Question C: Community and Economic Development Loan
$47 million over 2 years
Baltimore is committed to supporting and promoting efforts to revitalize and stabilize neighborhoods and support investment that retains and attracts jobs in the City and increases tax revenues. Community and Economic Development funds will be used to attract and retain residents, jobs, and other investment. This loan will be used to eliminate blight through strategic whole block demolition; provide financing and incentives for private investment; and improve the appearance of commercial and industrial areas. In 2016, voters approved $22.5 million per year ($45 million total) for this loan. In 2018, the proposed program includes $23.5 million per year ($47 million total) for this loan.
Question D: Recreation, Parks and Public Facilities Loan
$65 million over 2 years
The Recreation, Parks, and Public Facilities Loan provides critical funds for upgrades to neighborhood amenities like parks, recreation centers, and libraries, along with the buildings that allow city government to operate, such as courthouses, city office buildings, and fire stations. The last major wave of investment in Baltimore’s public facilities was in the 1970s. Many of these facilities are physically decayed and now in need of major renovations or replacements. In addition, the best practices for providing various public services have changed dramatically during this time. This loan can also be used for critical information technology infrastructure. In 2016, voters approved $22.5 million per year ($45 million total) for this loan. In 2018, the proposed program includes $32.5 million per year ($65 million total) for this loan. There are relatively few other fund sources available for City buildings and information technology projects, making GO bonds an extremely important fund source for these types of projects.

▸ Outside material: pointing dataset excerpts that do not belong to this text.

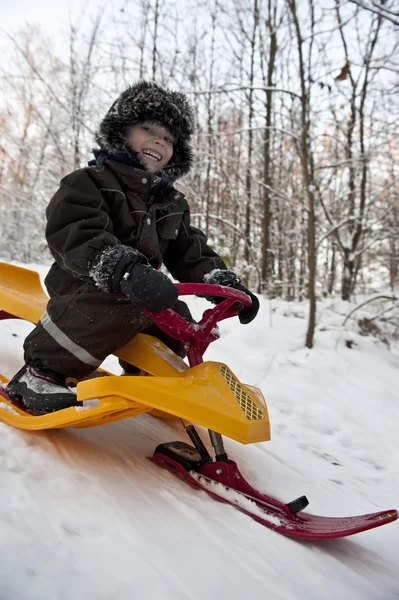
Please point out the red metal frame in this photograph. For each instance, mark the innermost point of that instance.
(196, 336)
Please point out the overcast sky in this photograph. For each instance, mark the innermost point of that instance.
(52, 15)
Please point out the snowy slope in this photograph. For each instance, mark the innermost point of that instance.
(84, 514)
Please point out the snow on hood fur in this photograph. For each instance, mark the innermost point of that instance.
(146, 101)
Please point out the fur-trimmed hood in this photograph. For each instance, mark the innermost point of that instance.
(146, 101)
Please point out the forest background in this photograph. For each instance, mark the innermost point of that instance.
(296, 177)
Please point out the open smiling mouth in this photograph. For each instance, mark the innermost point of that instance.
(153, 154)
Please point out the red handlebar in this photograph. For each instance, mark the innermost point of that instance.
(196, 337)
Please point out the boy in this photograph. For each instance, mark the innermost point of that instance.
(110, 226)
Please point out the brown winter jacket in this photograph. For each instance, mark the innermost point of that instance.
(102, 206)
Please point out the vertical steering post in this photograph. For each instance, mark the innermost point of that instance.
(217, 443)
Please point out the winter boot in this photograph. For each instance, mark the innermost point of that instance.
(41, 391)
(129, 369)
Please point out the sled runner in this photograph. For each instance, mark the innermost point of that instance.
(204, 393)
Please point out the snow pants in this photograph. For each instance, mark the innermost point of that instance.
(79, 330)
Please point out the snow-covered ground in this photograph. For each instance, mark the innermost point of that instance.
(84, 514)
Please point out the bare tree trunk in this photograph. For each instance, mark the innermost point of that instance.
(155, 40)
(305, 154)
(248, 177)
(271, 25)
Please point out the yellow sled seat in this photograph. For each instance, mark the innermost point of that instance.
(21, 293)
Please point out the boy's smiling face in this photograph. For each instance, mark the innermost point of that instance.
(152, 142)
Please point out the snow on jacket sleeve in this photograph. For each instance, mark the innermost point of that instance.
(78, 223)
(189, 258)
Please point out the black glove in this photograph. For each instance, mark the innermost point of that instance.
(145, 286)
(230, 279)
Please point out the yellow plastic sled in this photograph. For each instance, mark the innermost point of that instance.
(208, 393)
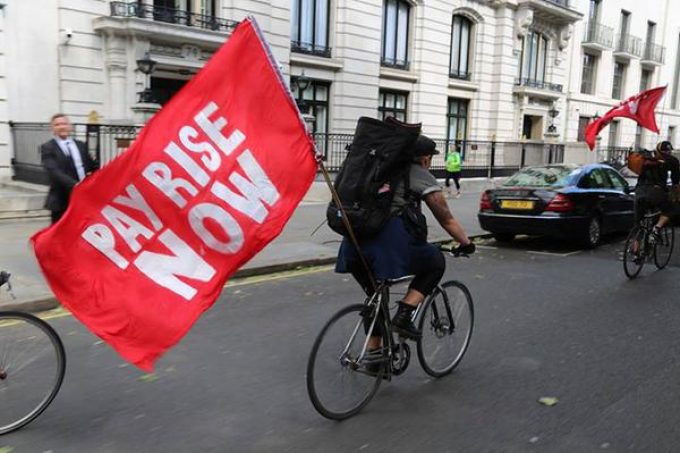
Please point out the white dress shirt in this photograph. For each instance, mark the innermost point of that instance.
(70, 149)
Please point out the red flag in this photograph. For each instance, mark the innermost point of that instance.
(639, 108)
(148, 242)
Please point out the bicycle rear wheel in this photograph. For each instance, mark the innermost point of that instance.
(446, 323)
(633, 256)
(32, 365)
(339, 385)
(663, 248)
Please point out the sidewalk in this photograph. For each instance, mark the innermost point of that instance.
(306, 240)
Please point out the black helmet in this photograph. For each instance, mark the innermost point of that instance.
(664, 146)
(425, 146)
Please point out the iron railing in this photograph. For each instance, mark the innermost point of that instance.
(395, 63)
(629, 44)
(310, 48)
(654, 52)
(172, 16)
(599, 34)
(532, 83)
(563, 3)
(460, 75)
(105, 142)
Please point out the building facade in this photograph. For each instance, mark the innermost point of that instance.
(485, 70)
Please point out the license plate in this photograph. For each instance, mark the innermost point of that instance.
(517, 204)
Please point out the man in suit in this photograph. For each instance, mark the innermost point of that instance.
(66, 161)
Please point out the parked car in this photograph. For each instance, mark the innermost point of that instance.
(564, 201)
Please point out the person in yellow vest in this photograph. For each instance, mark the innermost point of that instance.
(453, 169)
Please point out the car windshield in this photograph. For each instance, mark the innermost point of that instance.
(542, 177)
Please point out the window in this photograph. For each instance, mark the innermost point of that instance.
(596, 179)
(392, 103)
(309, 27)
(651, 32)
(164, 89)
(645, 79)
(676, 78)
(614, 133)
(582, 123)
(534, 49)
(395, 34)
(314, 100)
(617, 86)
(460, 48)
(616, 180)
(588, 75)
(456, 119)
(594, 12)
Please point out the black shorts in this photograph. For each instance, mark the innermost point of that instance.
(652, 198)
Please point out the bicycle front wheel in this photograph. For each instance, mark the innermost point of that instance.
(338, 383)
(32, 365)
(663, 247)
(446, 323)
(633, 256)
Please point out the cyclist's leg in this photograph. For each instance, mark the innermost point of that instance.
(428, 265)
(360, 274)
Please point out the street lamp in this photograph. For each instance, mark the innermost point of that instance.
(302, 82)
(146, 66)
(553, 112)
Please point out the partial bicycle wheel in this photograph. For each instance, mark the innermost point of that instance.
(446, 322)
(32, 366)
(633, 256)
(663, 247)
(339, 385)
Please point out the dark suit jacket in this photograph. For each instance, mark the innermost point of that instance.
(62, 172)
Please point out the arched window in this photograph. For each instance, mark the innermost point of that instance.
(461, 31)
(309, 27)
(534, 51)
(395, 34)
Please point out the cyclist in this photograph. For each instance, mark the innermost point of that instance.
(396, 251)
(652, 186)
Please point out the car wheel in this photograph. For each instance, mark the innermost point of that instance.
(503, 237)
(593, 233)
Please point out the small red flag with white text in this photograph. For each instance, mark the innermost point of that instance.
(149, 241)
(639, 108)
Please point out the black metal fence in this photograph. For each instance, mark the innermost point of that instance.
(105, 142)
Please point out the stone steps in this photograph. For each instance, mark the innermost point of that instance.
(20, 200)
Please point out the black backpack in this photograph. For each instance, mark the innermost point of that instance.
(379, 158)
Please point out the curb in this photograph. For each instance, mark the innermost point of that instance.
(49, 302)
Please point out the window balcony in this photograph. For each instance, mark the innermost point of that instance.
(653, 54)
(557, 12)
(598, 37)
(537, 88)
(628, 46)
(460, 75)
(395, 63)
(540, 84)
(310, 49)
(171, 16)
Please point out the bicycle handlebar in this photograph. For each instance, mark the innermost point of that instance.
(459, 251)
(4, 278)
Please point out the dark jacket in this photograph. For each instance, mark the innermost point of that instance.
(62, 172)
(655, 172)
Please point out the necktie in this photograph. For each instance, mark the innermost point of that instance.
(70, 152)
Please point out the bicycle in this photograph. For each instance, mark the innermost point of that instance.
(641, 247)
(342, 376)
(32, 366)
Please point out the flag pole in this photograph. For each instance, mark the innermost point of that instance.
(345, 221)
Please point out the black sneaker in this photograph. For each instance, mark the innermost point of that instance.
(402, 324)
(374, 361)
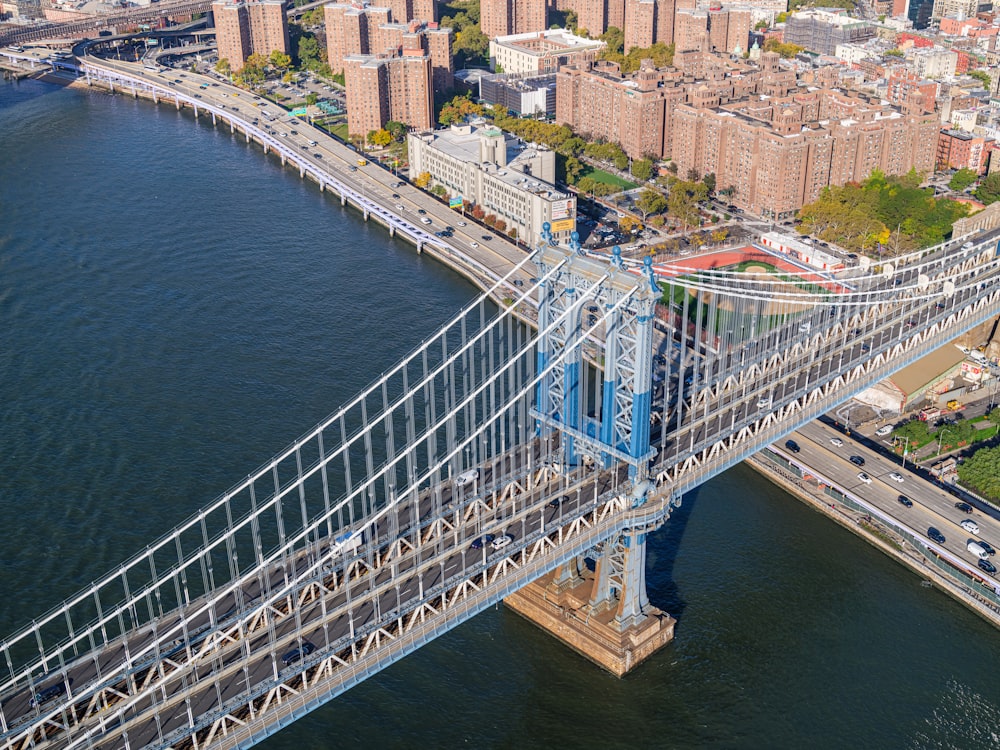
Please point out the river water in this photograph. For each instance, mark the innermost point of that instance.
(175, 307)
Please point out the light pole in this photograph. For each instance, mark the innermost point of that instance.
(941, 433)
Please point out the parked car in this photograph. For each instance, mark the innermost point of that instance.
(297, 654)
(971, 526)
(482, 541)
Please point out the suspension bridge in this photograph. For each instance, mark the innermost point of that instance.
(492, 455)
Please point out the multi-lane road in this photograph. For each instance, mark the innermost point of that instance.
(828, 452)
(492, 252)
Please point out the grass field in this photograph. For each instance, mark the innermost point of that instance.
(599, 175)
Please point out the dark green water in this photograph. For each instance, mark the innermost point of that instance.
(175, 308)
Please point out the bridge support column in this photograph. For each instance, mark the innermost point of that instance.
(605, 616)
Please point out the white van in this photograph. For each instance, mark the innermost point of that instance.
(977, 549)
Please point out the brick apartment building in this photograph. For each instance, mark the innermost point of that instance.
(246, 27)
(363, 29)
(506, 17)
(960, 150)
(777, 144)
(381, 88)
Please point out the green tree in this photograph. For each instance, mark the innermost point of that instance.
(682, 203)
(650, 202)
(397, 130)
(642, 169)
(379, 138)
(989, 188)
(573, 169)
(279, 60)
(962, 179)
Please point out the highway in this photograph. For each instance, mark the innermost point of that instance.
(496, 254)
(932, 506)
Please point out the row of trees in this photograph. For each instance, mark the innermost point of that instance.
(882, 214)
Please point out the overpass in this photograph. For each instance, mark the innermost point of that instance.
(370, 535)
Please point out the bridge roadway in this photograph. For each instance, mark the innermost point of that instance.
(336, 164)
(348, 610)
(101, 22)
(886, 340)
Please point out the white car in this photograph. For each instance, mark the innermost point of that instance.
(466, 477)
(502, 541)
(969, 525)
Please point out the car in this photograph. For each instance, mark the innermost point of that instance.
(47, 694)
(466, 477)
(971, 526)
(298, 654)
(480, 542)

For more information, please contact Kristen Ahearn at (410) 396-8357 or [email protected].
Additional Background on Baltimore's G.O. Bonds:
In recent years, Baltimore City has been conservative in issuing G.O. bonds. Based on a debt study conducted in 2012, the consultant stated the City could issue up to $80 million in G.O. bonds each year while maintaining a stable financial position and bond rating. In response to the study, the Director of Finance elected to increase the annual authorization to $65 million beginning in 2014. During this same year the City’s bond rating was increased by Standard and Poor’s so that the City’s ratings now stand at Aa2 and AA by Moody’s and Standard and Poor’s rating services. These ratings reflect a sound financial condition allowing the City to enjoy very affordable interest rates on the City’s general obligation debt. In 2018, voters will be asked to authorize $80 million in G.O. bonds per year for fiscal years 2020 and 2021, consistent with the City’s debt policy.